BARNABY Joyce - or at least his office - has put paid to thinking that the Inland Rail may be shifted off the agriculturally important Condamine River Floodplain.
While affected farmers say they were encouraged following a meeting with the deputy prime minister last Friday on the back of a scathing Senate inquiry report, the door has now been squarely slammed in their faces.
"The Inland Rail alignment is settled - it has been refined over a number of years and delivery is well underway," the deputy prime minister's statement to Queensland Country Life reads. (Note: Mr Joyce's office has advised that the statement was issued by a spokesman for the deputy prime minister.)
"The Border to Gowrie section that includes the Condamine crossing has been developed by world-leading rail engineering experts and enhanced through community consultation.
"ARTC's flood modelling and the reference design for the crossing of the Condamine floodplain has been thoroughly reviewed by the International Independent Panel of Experts for flood studies in Queensland."
Mr Joyce's hardline statement is particularly unsettling for affected farmers because the flood modelling is still not complete, the design and costings have not been released, and the project is still to be approved by Queensland's Coordinator General.
Adding to the confusion Queensland Country Life has obtained a letter (see below) to a landholder from ARTC dated as recent as July 20 requesting permission to conduct further flood modelling.
In addition, the Senate inquiry's report titled 'Inland Rail: derailed from the start' is scathing of the Australian Rail Track Corporation's plans and approach to the construction of the project, including its consultation with the local community.
The blunt tone of Mr Joyce's statement is also likely to unsettle Agriculture Minister David Littleproud and Senator Susan McDonald, who have both been vocal critics of the controversial floodplain route.
"The Border to Gowrie section has been subject to multiple studies and reviews, including in 2006, 2010, 2015, 2016, 2016-17, 2017 and again in 2020," Mr Joyce's statement reads.

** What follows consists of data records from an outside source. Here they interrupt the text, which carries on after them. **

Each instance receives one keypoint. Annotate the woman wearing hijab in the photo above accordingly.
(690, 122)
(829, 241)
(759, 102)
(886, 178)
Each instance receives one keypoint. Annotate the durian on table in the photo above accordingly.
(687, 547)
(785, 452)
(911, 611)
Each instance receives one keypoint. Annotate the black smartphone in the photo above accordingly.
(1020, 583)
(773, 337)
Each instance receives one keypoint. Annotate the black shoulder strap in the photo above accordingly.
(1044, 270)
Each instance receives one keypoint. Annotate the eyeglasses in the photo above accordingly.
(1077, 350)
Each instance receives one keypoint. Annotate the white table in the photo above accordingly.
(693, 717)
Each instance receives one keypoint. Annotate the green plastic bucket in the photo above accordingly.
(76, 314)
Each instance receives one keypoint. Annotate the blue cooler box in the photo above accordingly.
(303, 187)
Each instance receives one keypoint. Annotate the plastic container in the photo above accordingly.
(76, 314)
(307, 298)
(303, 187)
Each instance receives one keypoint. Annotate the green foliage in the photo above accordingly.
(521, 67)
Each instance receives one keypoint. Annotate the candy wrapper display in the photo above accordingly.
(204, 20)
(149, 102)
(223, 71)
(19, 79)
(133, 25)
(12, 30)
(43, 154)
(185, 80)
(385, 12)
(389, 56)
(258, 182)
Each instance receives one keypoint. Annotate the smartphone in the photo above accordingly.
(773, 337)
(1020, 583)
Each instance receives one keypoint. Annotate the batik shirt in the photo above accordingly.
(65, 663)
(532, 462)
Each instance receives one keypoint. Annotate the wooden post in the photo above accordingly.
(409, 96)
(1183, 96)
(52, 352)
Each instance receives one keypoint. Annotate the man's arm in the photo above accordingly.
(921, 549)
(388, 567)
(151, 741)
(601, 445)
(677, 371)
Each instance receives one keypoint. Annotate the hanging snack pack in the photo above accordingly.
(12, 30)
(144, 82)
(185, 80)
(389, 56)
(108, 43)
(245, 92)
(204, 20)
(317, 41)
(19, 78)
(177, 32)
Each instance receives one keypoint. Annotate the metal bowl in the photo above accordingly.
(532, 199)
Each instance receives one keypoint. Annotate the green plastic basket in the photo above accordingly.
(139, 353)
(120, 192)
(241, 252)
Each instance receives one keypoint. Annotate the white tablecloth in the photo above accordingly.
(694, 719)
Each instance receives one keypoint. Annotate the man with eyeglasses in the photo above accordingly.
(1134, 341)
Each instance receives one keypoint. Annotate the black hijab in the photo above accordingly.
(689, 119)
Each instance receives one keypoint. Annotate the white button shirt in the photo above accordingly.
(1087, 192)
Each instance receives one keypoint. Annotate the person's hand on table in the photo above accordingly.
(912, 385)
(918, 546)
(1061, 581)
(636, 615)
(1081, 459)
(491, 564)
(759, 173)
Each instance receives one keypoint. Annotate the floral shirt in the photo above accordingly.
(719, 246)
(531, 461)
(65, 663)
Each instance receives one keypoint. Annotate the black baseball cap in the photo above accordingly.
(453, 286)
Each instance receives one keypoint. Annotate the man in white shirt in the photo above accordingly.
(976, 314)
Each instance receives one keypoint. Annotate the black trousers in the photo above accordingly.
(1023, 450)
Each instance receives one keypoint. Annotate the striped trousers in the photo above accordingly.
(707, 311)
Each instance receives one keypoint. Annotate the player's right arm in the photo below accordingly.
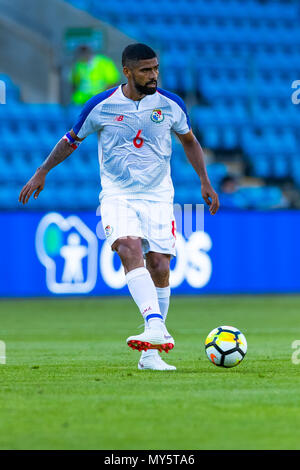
(64, 147)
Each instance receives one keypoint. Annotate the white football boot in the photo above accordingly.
(153, 362)
(152, 338)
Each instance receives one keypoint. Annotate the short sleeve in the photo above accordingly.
(89, 120)
(181, 123)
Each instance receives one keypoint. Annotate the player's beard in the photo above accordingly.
(145, 89)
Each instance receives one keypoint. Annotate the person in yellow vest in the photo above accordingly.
(91, 74)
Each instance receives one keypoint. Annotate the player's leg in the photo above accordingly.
(123, 232)
(143, 292)
(158, 264)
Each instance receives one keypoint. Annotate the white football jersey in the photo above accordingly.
(134, 141)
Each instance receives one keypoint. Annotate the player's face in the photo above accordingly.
(144, 76)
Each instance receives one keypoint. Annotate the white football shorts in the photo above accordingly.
(152, 221)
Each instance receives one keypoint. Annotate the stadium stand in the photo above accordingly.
(233, 62)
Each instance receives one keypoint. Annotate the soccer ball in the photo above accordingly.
(225, 346)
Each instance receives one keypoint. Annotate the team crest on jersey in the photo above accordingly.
(108, 230)
(157, 115)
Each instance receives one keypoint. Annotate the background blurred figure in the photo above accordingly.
(91, 74)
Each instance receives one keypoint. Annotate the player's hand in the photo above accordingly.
(36, 183)
(210, 197)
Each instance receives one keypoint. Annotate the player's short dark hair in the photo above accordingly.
(135, 52)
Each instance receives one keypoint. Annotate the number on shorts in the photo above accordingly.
(138, 141)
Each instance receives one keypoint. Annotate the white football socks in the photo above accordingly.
(143, 292)
(163, 294)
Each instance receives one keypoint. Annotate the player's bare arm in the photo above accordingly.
(60, 152)
(195, 155)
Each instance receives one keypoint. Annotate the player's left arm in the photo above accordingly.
(195, 155)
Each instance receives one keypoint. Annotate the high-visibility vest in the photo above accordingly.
(93, 77)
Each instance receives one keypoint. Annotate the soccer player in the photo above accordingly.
(134, 122)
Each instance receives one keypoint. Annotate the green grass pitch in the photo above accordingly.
(71, 382)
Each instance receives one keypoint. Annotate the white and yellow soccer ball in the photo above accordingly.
(225, 346)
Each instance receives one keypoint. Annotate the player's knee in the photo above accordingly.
(159, 266)
(128, 249)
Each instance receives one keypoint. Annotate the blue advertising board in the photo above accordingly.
(55, 253)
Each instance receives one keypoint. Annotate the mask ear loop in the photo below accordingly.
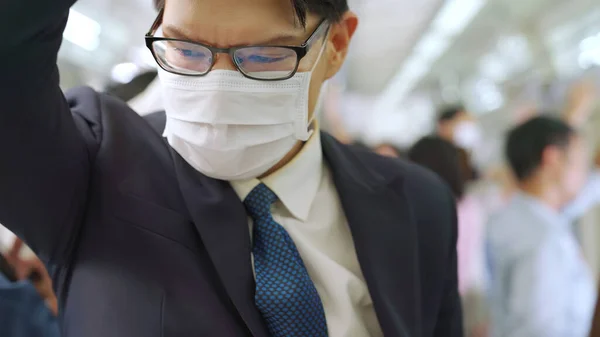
(305, 131)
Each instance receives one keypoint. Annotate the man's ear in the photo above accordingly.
(340, 35)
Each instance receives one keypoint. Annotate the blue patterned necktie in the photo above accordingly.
(285, 294)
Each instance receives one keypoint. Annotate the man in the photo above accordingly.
(149, 236)
(541, 284)
(458, 126)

"The review in 2017 found that the current Border to Gowrie alignment which provides the best outcome for the Inland Rail project in terms of 24-hour transit, service reliability, availability and cost competitiveness was far superior to alternative routes via Mount Tyson and Warwick.

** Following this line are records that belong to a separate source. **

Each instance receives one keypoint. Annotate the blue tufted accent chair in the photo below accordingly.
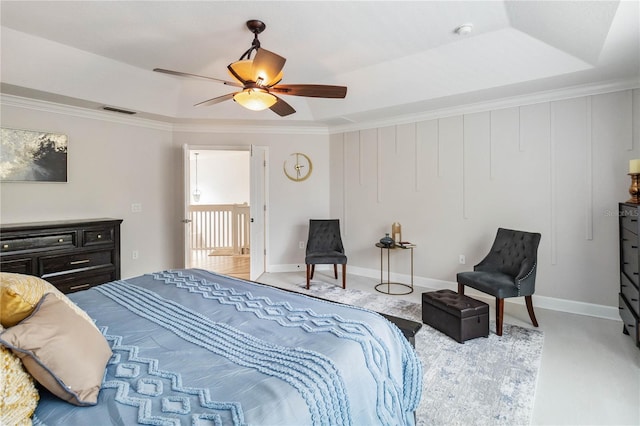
(324, 246)
(509, 270)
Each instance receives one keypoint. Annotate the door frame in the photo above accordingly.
(258, 202)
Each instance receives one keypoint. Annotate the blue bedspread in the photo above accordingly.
(192, 347)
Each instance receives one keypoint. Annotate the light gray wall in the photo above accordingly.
(558, 168)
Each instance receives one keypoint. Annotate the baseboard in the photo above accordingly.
(543, 302)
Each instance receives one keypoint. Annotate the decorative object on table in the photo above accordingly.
(634, 189)
(297, 167)
(387, 241)
(509, 270)
(32, 156)
(396, 232)
(196, 192)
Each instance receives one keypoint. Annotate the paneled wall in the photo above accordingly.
(558, 168)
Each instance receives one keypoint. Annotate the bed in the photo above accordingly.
(197, 348)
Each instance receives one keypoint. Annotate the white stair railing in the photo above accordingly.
(222, 227)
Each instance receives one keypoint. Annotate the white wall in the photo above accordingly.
(223, 176)
(290, 204)
(558, 168)
(111, 165)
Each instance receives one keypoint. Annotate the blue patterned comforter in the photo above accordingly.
(192, 347)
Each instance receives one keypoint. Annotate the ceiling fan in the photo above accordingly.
(259, 78)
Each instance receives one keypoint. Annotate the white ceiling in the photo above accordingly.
(395, 57)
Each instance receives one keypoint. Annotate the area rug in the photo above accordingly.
(485, 381)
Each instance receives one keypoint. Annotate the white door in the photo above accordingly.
(258, 210)
(257, 203)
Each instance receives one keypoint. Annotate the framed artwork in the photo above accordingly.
(31, 156)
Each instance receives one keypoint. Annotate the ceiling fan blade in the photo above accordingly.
(311, 90)
(268, 66)
(282, 108)
(216, 100)
(185, 74)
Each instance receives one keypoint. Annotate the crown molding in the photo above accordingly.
(235, 127)
(251, 128)
(508, 102)
(46, 106)
(218, 127)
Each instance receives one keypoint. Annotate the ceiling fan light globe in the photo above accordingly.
(255, 99)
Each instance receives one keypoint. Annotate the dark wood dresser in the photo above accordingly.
(70, 254)
(629, 296)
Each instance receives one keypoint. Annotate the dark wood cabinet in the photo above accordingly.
(629, 296)
(71, 254)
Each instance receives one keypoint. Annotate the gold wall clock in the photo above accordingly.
(297, 167)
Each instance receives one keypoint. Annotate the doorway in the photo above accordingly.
(224, 230)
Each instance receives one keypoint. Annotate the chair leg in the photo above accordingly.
(344, 275)
(499, 314)
(529, 302)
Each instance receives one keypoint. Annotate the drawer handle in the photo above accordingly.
(78, 287)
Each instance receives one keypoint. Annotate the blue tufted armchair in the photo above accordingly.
(509, 270)
(324, 246)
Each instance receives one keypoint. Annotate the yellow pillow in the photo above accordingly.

"In 2020 a further independent assessment confirmed that, on a like-for-like basis, the Border to Gowrie Reference Design route selected in 2017 is superior to an alternative route via Cecil Plains proposed by stakeholders and offers the best path across the Condamine."
Millmerran Rail Group chairman Wes Judd said he was disappointed by the deputy prime minister's statement, saying that at last Friday's meeting Mr Joyce appeared to determined to "fix the mess".
"This is not what the deputy prime minister told me, David Littleproud and Senator Susan McDonald when we met a week ago," Mr Judd said.
"I think the spokesperson (who wrote Mr Joyce's statement) needs to speak to the deputy prime minister before making comments that are frankly ridiculous.
"The alignment has not been settled. There is a proposed alignment in a draft EIS that everyone has problems with except ARTC, who I suspect drafted the comments for the spokesperson.
"The alignment is far from settled and the deputy prime minister knows this because he told us so last Friday.
"We want Inland Rail that builds up agriculture, doesn't tear it down like the ARTC route across the Condamine River Floodplain near Millmerran will do."
Mr Judd said the South Western rail corridor, which heads from the Goondiwindi to Warwick and then to Toowoomba, should still be considered.
"It should've been properly considered five years ago," he said.
"It has been a rail corridor from the NSW border to Toowoomba for more than a century."
Mr Joyce's hardline approach comes as ARTC begins its search for a new Inland Rail CEO, following the departure of Richard Wankmuller.